The concept of the “Funnel of Thoughts” isn’t limited to Zen Buddhism, the teachings of Eckhart Tolle, or the insights of Alan Watts and Jun Po. Rather, it finds echoes in multiple spiritual traditions and teachings, illustrating its universal relevance. Take, for example, the Christian teachings of Jesus Christ.
In the famous Sermon on the Mount, Jesus begins with the Beatitudes—a list of blessed states that include being poor in spirit, meek, and merciful. These could be seen as virtues emanating from a similar “point of origin” within the human spirit. From this foundation, the sermon expands into a complex but coherent guide for ethical and spiritual living, covering everything from anger and lust to love for enemies.

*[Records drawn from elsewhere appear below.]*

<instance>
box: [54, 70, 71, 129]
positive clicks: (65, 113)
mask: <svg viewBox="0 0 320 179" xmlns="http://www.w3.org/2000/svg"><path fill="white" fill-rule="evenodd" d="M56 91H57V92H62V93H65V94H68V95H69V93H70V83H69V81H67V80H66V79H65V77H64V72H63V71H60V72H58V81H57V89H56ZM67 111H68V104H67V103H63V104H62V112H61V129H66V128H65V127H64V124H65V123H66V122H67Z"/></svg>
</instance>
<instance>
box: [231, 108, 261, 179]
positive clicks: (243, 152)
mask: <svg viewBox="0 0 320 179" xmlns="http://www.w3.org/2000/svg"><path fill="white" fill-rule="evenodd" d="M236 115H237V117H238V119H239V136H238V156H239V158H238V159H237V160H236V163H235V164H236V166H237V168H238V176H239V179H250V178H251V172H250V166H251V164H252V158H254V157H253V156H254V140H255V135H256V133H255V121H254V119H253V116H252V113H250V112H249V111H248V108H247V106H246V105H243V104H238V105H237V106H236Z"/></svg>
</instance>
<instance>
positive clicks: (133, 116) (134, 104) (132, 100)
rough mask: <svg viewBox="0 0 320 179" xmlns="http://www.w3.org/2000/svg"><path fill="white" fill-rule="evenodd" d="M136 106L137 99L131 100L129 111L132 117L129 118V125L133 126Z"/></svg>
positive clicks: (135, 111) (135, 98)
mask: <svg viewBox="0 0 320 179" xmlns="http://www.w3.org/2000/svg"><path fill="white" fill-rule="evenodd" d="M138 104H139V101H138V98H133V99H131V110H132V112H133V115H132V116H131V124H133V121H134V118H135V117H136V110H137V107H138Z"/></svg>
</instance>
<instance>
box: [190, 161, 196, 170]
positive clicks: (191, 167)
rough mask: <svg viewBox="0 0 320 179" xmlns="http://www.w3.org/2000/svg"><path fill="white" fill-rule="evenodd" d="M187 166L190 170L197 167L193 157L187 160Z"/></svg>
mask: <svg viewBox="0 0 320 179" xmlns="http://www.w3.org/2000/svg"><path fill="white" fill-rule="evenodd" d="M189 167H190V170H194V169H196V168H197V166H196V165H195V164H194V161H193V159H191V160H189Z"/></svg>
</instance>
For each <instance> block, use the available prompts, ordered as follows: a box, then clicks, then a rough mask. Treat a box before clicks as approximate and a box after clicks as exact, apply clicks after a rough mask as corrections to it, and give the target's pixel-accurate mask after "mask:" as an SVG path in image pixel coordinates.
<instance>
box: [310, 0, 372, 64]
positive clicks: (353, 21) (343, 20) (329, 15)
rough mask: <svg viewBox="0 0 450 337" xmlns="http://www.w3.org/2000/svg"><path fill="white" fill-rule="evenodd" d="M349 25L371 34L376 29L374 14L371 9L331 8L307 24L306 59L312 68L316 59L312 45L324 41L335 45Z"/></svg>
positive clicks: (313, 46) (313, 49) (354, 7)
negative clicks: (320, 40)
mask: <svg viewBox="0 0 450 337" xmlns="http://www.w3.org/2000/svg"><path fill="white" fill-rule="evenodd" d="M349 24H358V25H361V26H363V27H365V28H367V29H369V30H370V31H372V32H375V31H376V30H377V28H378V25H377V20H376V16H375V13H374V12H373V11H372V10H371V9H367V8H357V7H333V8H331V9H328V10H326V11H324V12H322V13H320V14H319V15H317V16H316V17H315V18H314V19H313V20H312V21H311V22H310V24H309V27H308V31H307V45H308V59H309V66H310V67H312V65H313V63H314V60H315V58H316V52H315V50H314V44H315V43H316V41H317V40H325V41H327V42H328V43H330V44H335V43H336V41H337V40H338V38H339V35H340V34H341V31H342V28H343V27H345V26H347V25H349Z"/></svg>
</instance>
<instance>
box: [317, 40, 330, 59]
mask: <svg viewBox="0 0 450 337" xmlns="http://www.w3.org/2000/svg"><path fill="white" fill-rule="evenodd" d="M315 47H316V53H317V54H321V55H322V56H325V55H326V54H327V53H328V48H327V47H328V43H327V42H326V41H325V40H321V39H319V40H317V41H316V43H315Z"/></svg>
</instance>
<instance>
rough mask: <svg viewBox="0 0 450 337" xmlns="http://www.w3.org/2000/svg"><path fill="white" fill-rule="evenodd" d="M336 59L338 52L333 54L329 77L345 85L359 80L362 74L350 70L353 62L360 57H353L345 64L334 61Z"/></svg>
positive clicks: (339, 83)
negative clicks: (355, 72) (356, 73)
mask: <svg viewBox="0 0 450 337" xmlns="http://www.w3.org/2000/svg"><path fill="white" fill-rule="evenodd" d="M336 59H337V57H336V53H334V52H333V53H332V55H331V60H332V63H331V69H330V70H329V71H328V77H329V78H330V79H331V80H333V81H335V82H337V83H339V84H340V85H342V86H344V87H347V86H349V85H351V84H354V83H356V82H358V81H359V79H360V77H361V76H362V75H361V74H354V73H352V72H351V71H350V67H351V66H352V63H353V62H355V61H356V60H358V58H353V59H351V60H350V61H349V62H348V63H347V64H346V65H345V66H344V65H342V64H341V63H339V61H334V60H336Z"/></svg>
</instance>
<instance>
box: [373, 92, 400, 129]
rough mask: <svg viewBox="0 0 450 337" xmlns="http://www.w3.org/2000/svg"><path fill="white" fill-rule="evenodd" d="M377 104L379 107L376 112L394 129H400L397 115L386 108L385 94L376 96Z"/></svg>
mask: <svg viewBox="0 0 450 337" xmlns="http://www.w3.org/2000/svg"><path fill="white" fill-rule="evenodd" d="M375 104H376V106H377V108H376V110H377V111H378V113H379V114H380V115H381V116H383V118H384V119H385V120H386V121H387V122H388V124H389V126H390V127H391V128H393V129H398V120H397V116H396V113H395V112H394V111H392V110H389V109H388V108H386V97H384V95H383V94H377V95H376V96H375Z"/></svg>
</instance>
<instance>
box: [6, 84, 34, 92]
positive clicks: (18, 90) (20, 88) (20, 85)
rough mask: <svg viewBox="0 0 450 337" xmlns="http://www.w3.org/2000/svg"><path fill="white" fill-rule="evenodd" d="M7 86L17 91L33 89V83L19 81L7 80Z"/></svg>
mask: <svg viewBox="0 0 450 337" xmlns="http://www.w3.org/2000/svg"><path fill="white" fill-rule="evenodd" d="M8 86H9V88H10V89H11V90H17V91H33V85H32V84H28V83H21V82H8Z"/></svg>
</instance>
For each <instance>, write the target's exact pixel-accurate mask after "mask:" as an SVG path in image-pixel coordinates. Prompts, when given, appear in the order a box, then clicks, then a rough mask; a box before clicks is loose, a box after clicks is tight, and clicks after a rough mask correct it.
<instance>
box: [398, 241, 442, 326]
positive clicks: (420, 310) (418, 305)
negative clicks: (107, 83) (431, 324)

The funnel’s concept and the Sermon on the Mount both start from basic human virtues and values, widening into intricate guidelines for a complex world. However, they also offer a pathway back to simplicity, advocating for a return to these foundational virtues when life’s complexities become overwhelming.
This idea of an originating point and an expanding funnel of thoughts and actions can be found in numerous other traditions, from Hinduism’s focus on “Atman2” or the inner self, to Islamic teachings about the “fitrah3,” or natural disposition. Across these divergent paths, the essence remains the same: the journey from a singular, pure point of awareness towards complexity and back again is a universal human experience.
The journey of a thought through the funnel is both intriguing and enlightening. It shows us how a single point of pure awareness can manifest into complex layers that shape our perception and, ultimately, our lives. The power lies in our ability to intercept these layers, to understand their origins, and to guide them towards a more peaceful and authentic existence. So, as you navigate your own internal funnels, remember that the path to clarity and peace is not outward but inward, towards that singular point of true self.